Transglutaminase 2 (TG2)
This enzyme makes protein crosslinks through glutamines, and in some people may, if it couples to but CAN’T release digestion-resistant, glutamine-rich gliadin (wheat) peptides, inadvertently turn itself into a B-cell autoantigen by the ‘foreign + self hybrid antigen’ help mechanism. This is because it is bound to foreign protein (gluten) and the B cell can put gluten on surface. So now making antibody to TG2. So gut making antibody to enzyme that is part of your body. This is part of your enzomezium.
Celiac disease reaction however
it is T cell immunity to gliadin peptides that is responsible for the chronic inflammation. Ninety percent of people with this condition are HLA-DQ2, and most of the rest are HLA-DQ8; but most HLA- DQ2 or 8 people don’t get celiac disease, implicating other genetic and environmental factors. AVOID GLUTEN AND THE SYMPTOMS WILL FADE AND THE GUT CAN REVERT TO NORMAL.
Celiac disease poorly controlled
Some patients with poorly-controlled celiac disease will develop a skin condition called dermatitis herpetiformis (dermatitis that looks like herpes). Biopsy shows that there is autoantibody in the skin to skin-specific transglutaminase 3 (TG3). There is evidence that this antibody actually causes the SKIN lesions. Perhaps not surprisingly, the antibody is IgA, which probably arose from the anti-TG2 of celiac by epitope spreading.
Chronic beryllium disease
This is a pulmonary inflammatory and fibrotic disease caused by exposure to inhaled beryllium dust. t is seen in miners (the largest mine is in Utah) and machinists, especially in the nuclear industry where Be alloys find many uses. Perhaps a million people have been exposed, and 15% of them are symptomatic. Inhaled Be can become covalently linked to various peptides and it is thought that this creates novel epitopes to which a Th1 (Th17 also?) response is made, and later a scarring Th2 response as well.
Beryllium continued
Since the Be cannot be removed effectively by macrophages, the condition can become established and chronic even after a single inhalation exposure. It is strongly linked to HLA-DP alleles that have a glutamic acid at position 69 of the β chain (DPβE69). This creates a negatively charged pocket which could bind a Be+ coupled peptide.
Psoriasis
There is some evidence that this chronic inflammatory condition of skin also involves an inappropriate, unregulated T cell response to normal skin organisms.
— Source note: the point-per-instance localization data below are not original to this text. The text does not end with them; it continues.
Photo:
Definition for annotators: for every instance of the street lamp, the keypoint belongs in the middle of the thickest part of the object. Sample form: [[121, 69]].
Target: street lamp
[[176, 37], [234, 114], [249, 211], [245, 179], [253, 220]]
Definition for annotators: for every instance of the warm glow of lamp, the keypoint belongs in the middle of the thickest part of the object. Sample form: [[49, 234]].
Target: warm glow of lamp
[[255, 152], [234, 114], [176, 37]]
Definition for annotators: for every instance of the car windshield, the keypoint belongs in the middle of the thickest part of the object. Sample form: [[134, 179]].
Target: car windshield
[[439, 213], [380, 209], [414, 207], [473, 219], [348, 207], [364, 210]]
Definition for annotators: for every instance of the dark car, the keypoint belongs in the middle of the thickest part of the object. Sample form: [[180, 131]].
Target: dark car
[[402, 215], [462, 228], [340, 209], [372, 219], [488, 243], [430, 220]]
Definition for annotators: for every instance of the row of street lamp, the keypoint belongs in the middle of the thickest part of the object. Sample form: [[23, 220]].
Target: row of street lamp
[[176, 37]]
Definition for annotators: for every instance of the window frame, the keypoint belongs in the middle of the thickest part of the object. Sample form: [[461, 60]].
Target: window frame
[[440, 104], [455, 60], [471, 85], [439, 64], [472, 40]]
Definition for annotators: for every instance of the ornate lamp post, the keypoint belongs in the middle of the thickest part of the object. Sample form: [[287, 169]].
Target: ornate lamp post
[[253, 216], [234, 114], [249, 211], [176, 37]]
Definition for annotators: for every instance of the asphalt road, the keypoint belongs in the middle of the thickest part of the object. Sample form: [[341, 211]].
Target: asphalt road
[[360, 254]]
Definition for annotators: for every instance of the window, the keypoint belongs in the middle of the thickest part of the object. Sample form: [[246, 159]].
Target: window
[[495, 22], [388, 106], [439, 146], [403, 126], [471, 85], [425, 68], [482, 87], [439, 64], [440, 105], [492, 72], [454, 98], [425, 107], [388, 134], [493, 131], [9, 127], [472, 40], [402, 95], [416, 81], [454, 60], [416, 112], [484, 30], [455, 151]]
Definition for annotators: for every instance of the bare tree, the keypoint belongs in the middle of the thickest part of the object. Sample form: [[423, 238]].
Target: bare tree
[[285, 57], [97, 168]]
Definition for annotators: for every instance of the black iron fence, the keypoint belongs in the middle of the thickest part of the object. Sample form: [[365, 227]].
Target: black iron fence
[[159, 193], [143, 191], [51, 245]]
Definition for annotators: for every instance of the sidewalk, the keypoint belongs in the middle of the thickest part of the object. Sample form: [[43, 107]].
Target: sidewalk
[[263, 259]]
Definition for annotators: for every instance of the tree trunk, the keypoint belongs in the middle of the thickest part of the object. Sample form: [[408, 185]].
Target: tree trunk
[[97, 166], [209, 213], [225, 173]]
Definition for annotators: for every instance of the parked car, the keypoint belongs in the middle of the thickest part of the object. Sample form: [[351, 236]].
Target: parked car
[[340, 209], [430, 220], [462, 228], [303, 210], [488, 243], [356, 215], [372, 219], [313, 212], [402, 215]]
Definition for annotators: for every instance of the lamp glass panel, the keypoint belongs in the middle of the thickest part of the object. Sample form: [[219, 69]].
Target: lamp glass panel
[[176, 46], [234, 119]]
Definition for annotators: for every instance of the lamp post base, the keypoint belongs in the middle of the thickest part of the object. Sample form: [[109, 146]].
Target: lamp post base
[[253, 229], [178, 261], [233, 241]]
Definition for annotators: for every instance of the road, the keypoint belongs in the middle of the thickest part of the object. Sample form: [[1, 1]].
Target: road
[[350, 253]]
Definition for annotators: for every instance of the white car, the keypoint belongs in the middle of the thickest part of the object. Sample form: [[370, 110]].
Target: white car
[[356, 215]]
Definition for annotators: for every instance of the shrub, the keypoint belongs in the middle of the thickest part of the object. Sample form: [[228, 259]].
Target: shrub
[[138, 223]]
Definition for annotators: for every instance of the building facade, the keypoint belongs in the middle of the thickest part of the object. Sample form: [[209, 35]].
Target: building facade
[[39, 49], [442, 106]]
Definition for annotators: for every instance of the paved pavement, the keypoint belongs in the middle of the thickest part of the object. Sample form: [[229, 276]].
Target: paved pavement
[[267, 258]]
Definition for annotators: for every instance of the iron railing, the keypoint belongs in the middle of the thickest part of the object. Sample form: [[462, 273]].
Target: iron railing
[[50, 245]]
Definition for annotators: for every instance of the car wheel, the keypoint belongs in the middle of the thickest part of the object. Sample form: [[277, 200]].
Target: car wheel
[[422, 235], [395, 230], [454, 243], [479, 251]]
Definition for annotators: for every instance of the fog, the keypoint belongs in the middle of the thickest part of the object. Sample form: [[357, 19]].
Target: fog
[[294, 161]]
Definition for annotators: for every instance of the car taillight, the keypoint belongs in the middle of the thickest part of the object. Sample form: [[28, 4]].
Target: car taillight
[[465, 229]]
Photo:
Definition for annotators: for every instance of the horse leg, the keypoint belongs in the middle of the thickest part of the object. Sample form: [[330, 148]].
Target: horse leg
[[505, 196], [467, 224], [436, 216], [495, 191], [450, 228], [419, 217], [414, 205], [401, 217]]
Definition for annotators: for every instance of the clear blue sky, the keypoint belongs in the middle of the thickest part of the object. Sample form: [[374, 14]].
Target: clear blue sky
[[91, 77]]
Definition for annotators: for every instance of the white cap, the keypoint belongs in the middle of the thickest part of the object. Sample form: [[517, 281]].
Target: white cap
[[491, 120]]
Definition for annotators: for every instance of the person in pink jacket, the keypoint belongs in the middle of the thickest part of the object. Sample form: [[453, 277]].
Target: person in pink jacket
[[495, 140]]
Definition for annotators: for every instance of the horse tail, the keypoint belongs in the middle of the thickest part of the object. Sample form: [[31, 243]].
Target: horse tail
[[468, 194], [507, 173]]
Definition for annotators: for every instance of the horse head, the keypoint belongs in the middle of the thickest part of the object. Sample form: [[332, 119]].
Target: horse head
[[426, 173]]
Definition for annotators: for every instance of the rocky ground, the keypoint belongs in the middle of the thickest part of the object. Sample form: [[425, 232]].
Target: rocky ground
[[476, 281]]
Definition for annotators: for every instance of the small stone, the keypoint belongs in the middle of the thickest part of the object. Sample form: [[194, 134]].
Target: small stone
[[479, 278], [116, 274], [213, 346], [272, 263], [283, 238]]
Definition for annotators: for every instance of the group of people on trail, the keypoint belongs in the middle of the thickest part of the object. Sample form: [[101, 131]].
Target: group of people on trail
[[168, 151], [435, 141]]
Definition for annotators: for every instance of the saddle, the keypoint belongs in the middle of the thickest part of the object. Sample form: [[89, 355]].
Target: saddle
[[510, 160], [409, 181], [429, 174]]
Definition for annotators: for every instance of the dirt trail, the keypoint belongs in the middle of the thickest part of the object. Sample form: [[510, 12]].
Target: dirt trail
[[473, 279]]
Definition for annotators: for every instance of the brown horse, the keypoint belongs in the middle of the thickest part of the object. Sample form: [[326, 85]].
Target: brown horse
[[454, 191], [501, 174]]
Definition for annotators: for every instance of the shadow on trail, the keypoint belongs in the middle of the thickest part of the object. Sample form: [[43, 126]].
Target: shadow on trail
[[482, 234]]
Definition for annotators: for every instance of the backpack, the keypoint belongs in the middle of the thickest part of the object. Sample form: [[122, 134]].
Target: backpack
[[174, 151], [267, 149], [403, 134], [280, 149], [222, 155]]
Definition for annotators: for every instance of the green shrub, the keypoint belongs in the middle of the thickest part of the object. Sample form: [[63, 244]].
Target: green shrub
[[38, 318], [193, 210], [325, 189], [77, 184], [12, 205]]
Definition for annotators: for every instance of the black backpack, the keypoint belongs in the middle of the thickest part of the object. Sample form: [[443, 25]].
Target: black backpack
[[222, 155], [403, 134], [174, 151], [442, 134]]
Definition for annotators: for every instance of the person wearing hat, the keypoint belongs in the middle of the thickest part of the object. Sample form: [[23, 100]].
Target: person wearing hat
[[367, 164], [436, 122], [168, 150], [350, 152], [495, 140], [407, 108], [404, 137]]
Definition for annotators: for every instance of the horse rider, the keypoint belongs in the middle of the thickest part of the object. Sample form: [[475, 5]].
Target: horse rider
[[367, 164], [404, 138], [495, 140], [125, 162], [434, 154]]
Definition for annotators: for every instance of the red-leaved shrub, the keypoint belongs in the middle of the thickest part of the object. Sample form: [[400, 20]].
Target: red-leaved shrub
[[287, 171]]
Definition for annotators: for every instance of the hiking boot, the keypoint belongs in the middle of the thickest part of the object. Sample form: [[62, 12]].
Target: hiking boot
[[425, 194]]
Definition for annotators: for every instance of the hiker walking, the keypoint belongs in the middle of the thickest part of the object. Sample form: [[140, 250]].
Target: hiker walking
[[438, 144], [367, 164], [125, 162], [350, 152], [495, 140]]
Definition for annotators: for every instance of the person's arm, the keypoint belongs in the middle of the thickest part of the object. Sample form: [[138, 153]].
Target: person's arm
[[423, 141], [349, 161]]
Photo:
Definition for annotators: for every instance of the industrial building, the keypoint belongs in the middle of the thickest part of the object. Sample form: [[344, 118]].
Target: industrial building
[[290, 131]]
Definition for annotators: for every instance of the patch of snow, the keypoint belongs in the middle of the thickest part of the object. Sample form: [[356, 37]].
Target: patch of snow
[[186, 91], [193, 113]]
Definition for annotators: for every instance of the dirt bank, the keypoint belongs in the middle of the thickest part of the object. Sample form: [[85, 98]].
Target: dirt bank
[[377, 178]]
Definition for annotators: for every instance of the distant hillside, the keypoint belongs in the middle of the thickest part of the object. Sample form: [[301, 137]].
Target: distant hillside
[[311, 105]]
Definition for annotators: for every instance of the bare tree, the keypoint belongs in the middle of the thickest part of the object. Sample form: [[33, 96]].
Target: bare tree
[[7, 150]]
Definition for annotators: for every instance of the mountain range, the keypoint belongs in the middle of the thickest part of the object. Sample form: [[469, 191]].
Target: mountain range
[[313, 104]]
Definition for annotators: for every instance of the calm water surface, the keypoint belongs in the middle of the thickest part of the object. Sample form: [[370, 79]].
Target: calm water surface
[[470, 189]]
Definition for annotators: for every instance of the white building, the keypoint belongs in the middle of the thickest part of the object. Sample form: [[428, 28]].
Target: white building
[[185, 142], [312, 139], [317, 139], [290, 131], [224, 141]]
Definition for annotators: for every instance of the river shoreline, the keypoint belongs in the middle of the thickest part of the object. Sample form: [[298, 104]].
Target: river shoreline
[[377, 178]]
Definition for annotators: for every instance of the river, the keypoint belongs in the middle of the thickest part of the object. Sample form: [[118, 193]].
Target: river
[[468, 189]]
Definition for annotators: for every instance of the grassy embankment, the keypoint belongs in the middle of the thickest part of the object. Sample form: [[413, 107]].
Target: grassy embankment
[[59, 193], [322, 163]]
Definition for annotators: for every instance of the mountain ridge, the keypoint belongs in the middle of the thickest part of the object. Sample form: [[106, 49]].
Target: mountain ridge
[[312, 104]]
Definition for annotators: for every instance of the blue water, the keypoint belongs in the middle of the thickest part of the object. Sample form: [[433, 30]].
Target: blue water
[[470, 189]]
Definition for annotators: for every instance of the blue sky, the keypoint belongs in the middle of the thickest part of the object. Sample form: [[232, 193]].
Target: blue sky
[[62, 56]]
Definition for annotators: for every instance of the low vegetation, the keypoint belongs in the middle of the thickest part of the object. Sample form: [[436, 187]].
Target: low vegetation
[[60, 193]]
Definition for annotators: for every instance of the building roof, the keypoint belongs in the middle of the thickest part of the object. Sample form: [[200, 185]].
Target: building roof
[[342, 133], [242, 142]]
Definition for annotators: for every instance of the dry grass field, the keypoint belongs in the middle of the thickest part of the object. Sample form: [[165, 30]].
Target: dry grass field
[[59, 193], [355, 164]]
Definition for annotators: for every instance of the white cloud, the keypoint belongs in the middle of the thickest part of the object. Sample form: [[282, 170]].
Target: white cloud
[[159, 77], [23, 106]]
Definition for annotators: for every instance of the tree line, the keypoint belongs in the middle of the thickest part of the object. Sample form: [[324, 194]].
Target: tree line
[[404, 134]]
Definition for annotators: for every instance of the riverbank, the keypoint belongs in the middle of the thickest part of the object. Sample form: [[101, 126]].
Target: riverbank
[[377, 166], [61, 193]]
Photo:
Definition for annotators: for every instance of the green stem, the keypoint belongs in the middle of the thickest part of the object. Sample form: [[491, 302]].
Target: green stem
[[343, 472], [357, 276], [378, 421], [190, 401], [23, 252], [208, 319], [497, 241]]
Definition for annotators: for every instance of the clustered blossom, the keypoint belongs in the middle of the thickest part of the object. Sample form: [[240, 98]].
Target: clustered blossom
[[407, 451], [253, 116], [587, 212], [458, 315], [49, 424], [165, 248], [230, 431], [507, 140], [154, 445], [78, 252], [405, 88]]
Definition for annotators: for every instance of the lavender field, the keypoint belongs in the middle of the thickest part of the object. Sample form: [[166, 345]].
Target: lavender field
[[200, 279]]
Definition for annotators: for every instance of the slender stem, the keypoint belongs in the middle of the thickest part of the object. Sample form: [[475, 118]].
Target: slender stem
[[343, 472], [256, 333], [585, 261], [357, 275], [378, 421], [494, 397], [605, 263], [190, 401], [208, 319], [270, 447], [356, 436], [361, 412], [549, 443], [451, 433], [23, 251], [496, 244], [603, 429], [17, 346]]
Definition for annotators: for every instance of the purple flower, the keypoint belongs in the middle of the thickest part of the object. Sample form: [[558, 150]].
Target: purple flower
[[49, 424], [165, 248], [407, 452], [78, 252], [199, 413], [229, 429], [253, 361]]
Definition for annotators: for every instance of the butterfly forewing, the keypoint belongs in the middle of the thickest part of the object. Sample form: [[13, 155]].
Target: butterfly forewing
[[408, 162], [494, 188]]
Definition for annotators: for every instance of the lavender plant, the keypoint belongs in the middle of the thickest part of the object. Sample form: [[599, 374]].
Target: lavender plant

It is associated with the allele HLA-Cw*06:02 (a class I gene, which in this case may be in linkage disequilibrium with a pathogenic Class II allele.) Interestingly, this allele is high in African Americans, who are in most studies at greater risk for psoriasis than Caucasians—but in sub- Saharan Africa the allele is high among Black people but prevalence of psoriasis is low, clearly suggesting environmental factors play a role
Periodontal Disease
This chronic inflammatory condition is the major cause of tooth loss; prevalence in the US is about 8% in the young, 16% in the elderly. It is strongly associated with several bacterial species, but the association is complex and not well understood. The gingival crevice between the gum and the tooth root is not easily cleared by saliva, and yet cell- mediated immunity cannot reach there because it’s outside the body; so it’s a great place for bacteria to live, if it’s not kept scrupulously clean
Periodontal disease characteristics
It has many of the characteristics of inflammatory bowel disease, including a shift from a TGFβ milieu to one with IL-6 and TGFβ. There is an association with rheumatoid arthritis (antibodies to citrullinated peptides are seen in both conditions, and they are linked to smoking and environmental pollution.)
Periodontal disease treatment
Immunosuppressive therapy improves periodontitis, though it’s rarely prescribed for it. Tocilizumab, a blocking monoclonal antibody to the IL-6 receptor, has been reported to be effective in severe periodontal disease, but the side effects were worrisome.